Early on, Swarovski chose to produce his own raw crystal rather than outsource it. At the factory, various sands and powdered ingredients--as many as 50 different kinds for colored crystal and 10 for transparent crystal--are mixed and then melted. "If you see it--which you can't," says Buchbauer, laughing, "it's the most important and also the most impressive part of the process, because this is really where sand and fire meet in order to melt all the ingredients and make them a new material."
It is a process that imitates the way nature forms natural rock crystal and is similar to the way the raw material for crystal glasses is produced. The so-called rough is either in small, preformed pieces or in large pans of liquid, depending on the product. One might imagine a giant pan of cherry Jell-O, but Nadja, who grew up tagging along with her dad Helmut, Swarovski's chairman and head of technical development, says it looks more like honey.
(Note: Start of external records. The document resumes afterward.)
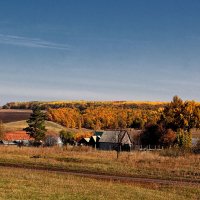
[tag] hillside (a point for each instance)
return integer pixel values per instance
(52, 128)
(11, 115)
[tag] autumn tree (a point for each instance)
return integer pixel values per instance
(181, 117)
(2, 130)
(67, 137)
(36, 125)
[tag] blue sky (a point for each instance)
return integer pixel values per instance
(99, 50)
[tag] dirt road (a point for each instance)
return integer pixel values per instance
(115, 178)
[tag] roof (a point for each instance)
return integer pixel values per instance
(94, 137)
(16, 135)
(115, 137)
(84, 140)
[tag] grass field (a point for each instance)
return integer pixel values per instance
(135, 164)
(19, 125)
(30, 184)
(51, 127)
(14, 115)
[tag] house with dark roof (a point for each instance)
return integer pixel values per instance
(84, 141)
(113, 140)
(94, 141)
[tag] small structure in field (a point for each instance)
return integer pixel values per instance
(112, 140)
(94, 141)
(84, 141)
(53, 140)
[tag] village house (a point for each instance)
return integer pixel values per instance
(112, 140)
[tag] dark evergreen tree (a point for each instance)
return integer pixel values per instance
(36, 124)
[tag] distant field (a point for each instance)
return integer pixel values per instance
(12, 115)
(52, 128)
(19, 125)
(31, 184)
(86, 159)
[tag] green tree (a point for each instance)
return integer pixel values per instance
(36, 124)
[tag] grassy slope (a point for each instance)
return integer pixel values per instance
(30, 184)
(136, 164)
(19, 125)
(52, 127)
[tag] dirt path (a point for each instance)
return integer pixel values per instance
(115, 178)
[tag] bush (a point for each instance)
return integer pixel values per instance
(174, 152)
(196, 149)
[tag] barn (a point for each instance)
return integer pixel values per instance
(112, 140)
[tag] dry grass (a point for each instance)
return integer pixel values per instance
(30, 184)
(140, 164)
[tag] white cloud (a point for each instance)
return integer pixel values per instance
(31, 42)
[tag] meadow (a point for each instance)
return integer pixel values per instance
(31, 184)
(85, 159)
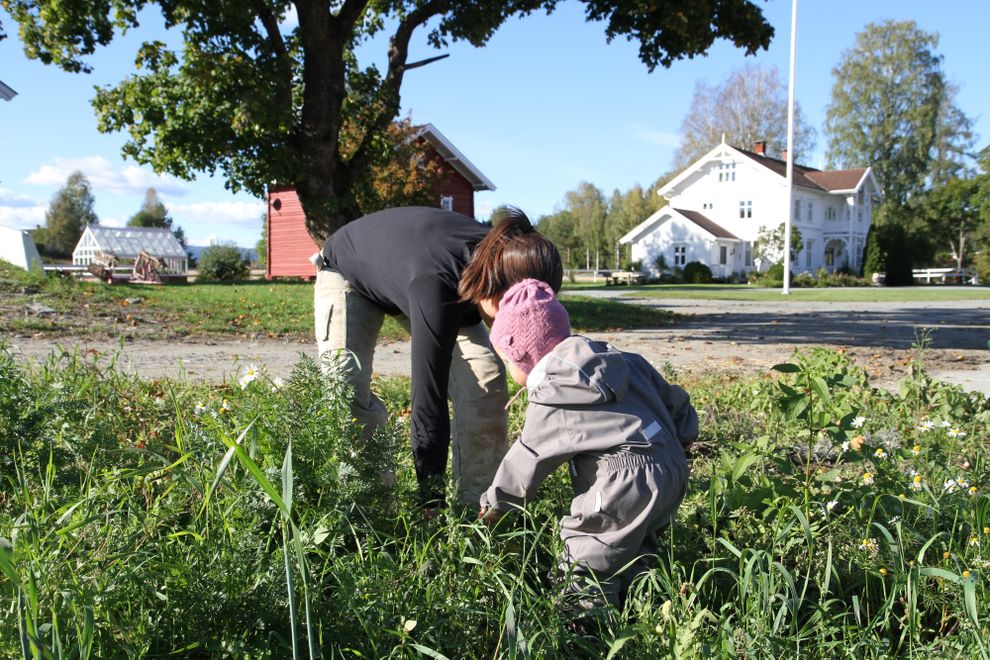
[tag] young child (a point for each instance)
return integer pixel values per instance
(613, 417)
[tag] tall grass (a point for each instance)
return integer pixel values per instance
(146, 518)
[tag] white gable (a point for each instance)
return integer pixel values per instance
(729, 195)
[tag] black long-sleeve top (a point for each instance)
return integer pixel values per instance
(409, 260)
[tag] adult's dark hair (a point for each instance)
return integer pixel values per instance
(511, 252)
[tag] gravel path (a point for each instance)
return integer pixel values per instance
(739, 336)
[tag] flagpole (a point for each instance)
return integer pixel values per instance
(790, 154)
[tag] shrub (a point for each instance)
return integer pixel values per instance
(222, 262)
(696, 272)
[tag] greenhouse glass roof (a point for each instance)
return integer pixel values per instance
(128, 242)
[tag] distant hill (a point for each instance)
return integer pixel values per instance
(248, 253)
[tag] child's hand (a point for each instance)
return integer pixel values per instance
(489, 515)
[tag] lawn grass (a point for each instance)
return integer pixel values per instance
(838, 295)
(252, 309)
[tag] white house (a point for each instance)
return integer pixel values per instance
(98, 243)
(717, 207)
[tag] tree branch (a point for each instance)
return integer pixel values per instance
(277, 43)
(398, 52)
(429, 60)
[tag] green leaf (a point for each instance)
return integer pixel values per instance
(425, 650)
(742, 464)
(620, 641)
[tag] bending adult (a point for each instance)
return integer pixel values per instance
(441, 273)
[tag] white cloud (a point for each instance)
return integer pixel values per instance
(16, 200)
(23, 217)
(652, 136)
(105, 176)
(20, 211)
(238, 214)
(217, 222)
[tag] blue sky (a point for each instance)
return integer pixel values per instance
(546, 105)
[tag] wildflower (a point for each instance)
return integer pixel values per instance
(250, 375)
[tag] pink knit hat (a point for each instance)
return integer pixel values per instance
(529, 323)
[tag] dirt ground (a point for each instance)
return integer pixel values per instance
(715, 336)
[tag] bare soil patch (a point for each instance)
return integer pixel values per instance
(715, 336)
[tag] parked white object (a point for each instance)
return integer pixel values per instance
(17, 247)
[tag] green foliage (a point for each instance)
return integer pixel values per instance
(232, 98)
(696, 272)
(750, 105)
(152, 214)
(145, 518)
(70, 211)
(889, 248)
(222, 262)
(891, 109)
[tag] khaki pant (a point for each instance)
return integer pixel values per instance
(347, 320)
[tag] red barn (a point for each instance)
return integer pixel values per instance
(290, 245)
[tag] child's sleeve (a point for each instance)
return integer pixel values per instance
(544, 446)
(678, 403)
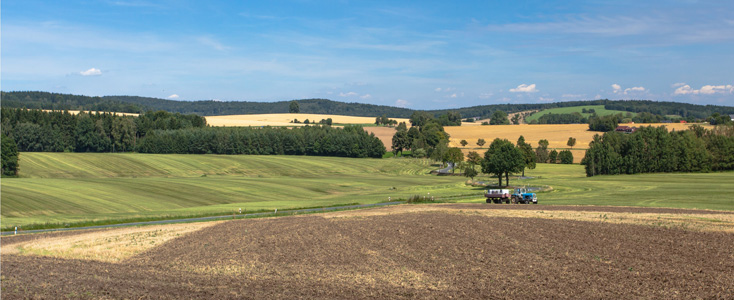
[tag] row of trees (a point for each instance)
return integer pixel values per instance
(45, 100)
(652, 149)
(425, 136)
(327, 121)
(350, 141)
(384, 120)
(57, 131)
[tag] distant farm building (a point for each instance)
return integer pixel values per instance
(626, 129)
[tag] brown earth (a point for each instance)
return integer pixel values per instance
(408, 251)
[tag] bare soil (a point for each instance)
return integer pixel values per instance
(451, 253)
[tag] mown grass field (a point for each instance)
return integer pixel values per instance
(599, 109)
(75, 187)
(79, 187)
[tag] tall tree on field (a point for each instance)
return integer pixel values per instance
(454, 156)
(293, 107)
(502, 157)
(571, 142)
(473, 158)
(527, 153)
(9, 156)
(541, 153)
(499, 118)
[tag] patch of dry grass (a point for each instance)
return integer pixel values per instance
(113, 245)
(556, 134)
(709, 222)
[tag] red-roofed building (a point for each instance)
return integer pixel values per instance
(626, 129)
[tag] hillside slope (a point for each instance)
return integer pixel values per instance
(135, 104)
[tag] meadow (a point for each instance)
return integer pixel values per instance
(78, 187)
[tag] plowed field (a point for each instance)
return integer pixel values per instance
(409, 251)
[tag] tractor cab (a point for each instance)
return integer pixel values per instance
(521, 195)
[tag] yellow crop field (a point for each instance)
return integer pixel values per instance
(285, 119)
(556, 134)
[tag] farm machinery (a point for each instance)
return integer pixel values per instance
(518, 195)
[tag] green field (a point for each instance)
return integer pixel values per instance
(80, 187)
(75, 187)
(599, 109)
(677, 190)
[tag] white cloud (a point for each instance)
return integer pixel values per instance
(713, 89)
(634, 89)
(617, 88)
(91, 72)
(705, 90)
(524, 88)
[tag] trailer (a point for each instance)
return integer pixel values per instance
(498, 196)
(518, 195)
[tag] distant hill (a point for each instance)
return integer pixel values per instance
(135, 104)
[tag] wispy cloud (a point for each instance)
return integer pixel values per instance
(525, 88)
(617, 89)
(685, 89)
(91, 72)
(211, 42)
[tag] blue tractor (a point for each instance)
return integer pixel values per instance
(521, 195)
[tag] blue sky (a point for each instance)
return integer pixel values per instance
(415, 54)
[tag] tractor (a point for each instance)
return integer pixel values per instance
(522, 196)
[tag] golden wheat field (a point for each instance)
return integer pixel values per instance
(556, 134)
(285, 119)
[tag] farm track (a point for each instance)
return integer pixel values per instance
(410, 251)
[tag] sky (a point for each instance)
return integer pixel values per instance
(414, 54)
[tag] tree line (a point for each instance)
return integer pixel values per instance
(55, 101)
(60, 131)
(655, 149)
(350, 141)
(163, 132)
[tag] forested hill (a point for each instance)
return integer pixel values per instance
(45, 100)
(134, 104)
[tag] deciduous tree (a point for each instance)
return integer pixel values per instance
(502, 157)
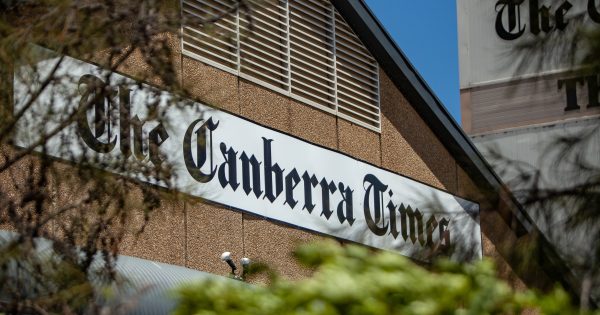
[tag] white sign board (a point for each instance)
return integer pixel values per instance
(493, 36)
(232, 161)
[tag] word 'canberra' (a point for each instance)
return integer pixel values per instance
(413, 224)
(264, 179)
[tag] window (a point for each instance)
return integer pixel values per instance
(301, 48)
The next step is crucial: "You have to cool it very slowly in order to remove all the tension that is still within the material," Buchbauer explains. "If I cooled it down quickly and then put my finger on it, it would fall apart." The giant Xilion rock on the table, for example, took a month to cool. Next the material is polished, cut and coated.
After decades as the leading supplier to fashion companies, Swarovski created its own jewelry line in 1977 and later branched into accessories and home objects. Together those goods represent half of the 2005 annual sales of $2.7 billion, and the best sellers are the small animal sculptures in crystal prized by collectors. In an effort to capitalize on its newfound cool factor, the company has just launched a major advertising campaign and will overhaul the first of its 565 retail stores worldwide in early 2007 with a new concept slated to be created by the Japanese designer Tokujin to showcase products in a modern setting.
Still, Nadja says she sometimes encounters resistance to the idea of crystal as a luxury good, since it's machine made in massive quantities. "My response is, 'Try making a perfect crystal that won't break easily,'" she says. "'Try making billions of them and ensuring that not a single one has a bubble.' I salute the fact that my great-great-grandfather embraced the Industrial Revolution."